Often, the way to treat a canker sore is to do a super salt rinse with either Himalayan or dead sea salt. It might burn a bit but then stimulate healing, which then close the ulcer. It’s good for mouth injuries because it increases blood flow to the area, speeding up healing and reducing the inflammation within the area. It’s also an astringent so it’ll help with speeding up the healing.

Now for cold sores, it’s a totally different thing. Cold sores are fluid-filled blisters that break out, and then crust over. Before that, it might burn, itchy, or be tingly. They are usually on the upper lips or mouth, and they recur at the same spot every time. these are caused by a virus, which spreads to others when they share utensils, kiss, or even shake hands. Usually, most are exposed at the age of five, and most people have them at least once, so most of us are carriers. Now, once you have it, it never goes away, but it can be spread, even if you don’t have cold sores for a long time. they can be triggered by sunlight, hormone changes, wind, a weakened immune system, and stress.

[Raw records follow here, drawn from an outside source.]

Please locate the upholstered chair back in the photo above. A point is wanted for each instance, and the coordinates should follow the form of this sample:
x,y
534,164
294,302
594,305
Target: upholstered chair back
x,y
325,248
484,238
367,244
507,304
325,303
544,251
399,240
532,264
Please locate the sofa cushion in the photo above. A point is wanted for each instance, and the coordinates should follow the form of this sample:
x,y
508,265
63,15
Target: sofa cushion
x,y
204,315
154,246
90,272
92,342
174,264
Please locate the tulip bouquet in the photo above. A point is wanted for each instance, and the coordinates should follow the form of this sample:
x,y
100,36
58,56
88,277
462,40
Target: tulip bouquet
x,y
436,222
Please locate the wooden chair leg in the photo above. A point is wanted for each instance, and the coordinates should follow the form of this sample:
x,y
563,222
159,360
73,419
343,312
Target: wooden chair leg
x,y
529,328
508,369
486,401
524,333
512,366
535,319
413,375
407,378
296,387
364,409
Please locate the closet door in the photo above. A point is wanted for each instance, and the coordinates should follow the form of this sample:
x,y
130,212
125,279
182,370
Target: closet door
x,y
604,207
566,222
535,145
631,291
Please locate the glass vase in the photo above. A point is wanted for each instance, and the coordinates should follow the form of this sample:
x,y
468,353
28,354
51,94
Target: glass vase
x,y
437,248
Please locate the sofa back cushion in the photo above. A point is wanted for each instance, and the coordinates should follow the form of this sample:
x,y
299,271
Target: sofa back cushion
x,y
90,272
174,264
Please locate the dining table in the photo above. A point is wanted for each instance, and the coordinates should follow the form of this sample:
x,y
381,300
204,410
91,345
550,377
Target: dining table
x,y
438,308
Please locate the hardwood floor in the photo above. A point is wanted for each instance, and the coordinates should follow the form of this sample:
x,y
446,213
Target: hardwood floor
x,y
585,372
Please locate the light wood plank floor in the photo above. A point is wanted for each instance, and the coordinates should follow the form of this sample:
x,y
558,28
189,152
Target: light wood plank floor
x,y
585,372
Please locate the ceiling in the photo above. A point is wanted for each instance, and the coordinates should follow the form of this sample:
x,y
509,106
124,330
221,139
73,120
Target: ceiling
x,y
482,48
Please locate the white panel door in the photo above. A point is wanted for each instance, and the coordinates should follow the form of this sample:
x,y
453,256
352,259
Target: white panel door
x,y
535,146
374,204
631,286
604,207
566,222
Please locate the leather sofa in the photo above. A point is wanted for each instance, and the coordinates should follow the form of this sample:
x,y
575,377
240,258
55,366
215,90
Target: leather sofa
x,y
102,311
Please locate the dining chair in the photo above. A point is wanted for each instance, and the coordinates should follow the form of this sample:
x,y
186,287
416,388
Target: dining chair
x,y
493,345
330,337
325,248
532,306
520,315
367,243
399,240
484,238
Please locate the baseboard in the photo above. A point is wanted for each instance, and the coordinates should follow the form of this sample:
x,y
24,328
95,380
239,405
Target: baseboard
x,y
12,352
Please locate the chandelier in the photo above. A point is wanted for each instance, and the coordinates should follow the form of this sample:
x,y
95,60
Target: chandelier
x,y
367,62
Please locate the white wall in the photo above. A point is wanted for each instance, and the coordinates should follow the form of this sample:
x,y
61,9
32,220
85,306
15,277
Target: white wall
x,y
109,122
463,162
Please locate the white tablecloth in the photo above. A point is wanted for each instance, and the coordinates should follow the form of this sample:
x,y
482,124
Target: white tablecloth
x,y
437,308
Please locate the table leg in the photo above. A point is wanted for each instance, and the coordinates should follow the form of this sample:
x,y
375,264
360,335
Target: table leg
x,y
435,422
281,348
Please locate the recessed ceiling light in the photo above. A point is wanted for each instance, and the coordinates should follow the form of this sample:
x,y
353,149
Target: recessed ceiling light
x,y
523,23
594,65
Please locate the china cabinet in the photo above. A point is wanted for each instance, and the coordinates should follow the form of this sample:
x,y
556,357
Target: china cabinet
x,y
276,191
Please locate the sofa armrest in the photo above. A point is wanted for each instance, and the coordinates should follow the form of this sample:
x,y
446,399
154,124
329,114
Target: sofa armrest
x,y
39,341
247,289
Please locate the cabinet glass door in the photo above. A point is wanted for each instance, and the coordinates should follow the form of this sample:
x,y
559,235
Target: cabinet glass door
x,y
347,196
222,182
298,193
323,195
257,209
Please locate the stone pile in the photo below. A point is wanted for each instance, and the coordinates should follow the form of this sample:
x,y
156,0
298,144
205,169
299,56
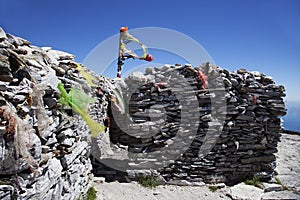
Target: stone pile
x,y
222,129
44,150
187,125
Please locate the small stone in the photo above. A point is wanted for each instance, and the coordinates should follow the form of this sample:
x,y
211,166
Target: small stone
x,y
269,187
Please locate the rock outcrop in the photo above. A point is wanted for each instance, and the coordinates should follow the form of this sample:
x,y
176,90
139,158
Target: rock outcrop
x,y
44,146
187,125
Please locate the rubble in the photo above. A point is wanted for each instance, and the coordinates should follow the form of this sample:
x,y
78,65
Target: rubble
x,y
185,125
44,150
210,142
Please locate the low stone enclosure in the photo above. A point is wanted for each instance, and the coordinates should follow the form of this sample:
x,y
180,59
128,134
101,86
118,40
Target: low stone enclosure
x,y
184,125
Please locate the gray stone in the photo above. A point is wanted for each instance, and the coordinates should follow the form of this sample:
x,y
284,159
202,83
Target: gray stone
x,y
281,195
269,187
245,192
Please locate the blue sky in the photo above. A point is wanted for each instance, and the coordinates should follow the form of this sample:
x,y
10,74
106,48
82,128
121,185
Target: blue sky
x,y
261,35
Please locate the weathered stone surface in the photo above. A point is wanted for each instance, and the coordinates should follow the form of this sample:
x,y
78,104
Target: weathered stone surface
x,y
282,195
245,192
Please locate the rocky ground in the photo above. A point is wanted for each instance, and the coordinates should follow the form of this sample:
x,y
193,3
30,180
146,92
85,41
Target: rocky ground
x,y
288,170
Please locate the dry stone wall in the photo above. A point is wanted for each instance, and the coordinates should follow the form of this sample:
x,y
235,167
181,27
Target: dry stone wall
x,y
44,149
167,122
231,140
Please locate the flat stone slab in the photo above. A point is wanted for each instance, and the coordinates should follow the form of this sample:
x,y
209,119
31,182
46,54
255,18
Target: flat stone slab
x,y
281,195
245,192
269,187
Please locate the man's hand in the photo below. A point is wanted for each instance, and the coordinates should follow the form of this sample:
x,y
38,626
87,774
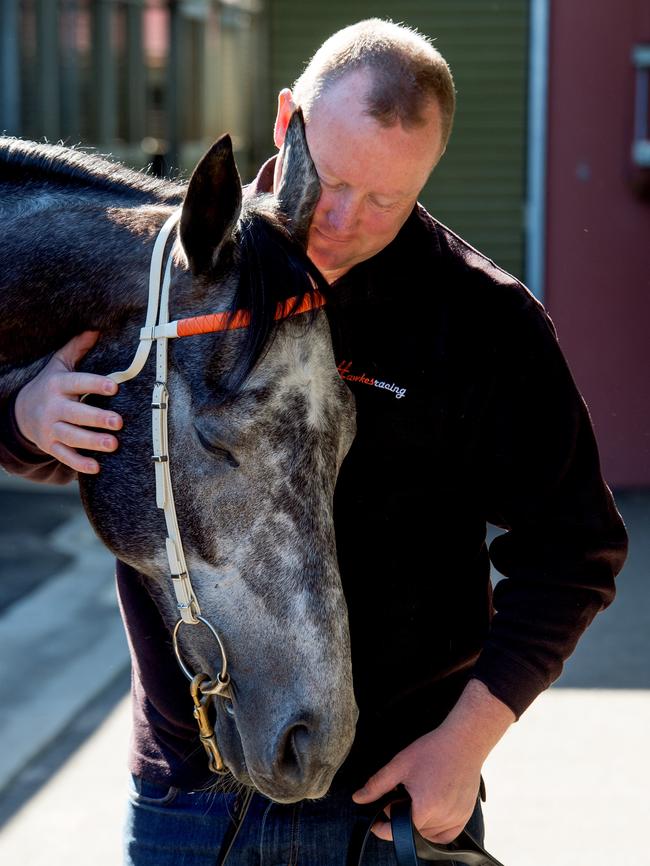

Now to treat these, you can get denavir, which is a prescription cream, which is applied every two hours for four days. It’s an antiviral and it definitely gives you good results. You should see a dentist to get it since it is prescription only. It’s better than most types. If you don’t want to get a prescription, Abreva works. You should also not cover up the cold sores, since it’ll slow down the process. You should also make sure that you don’t work with a dentist that will shame you for it.

Now that you know the difference, you can see that there are various differences to each of these. If you are looking to understand the difference, the best place to go with this, is really to see where the outbreak is happening. If it’s inside, then it’s a canker sore, but if it’s outside, it’s a cold sore.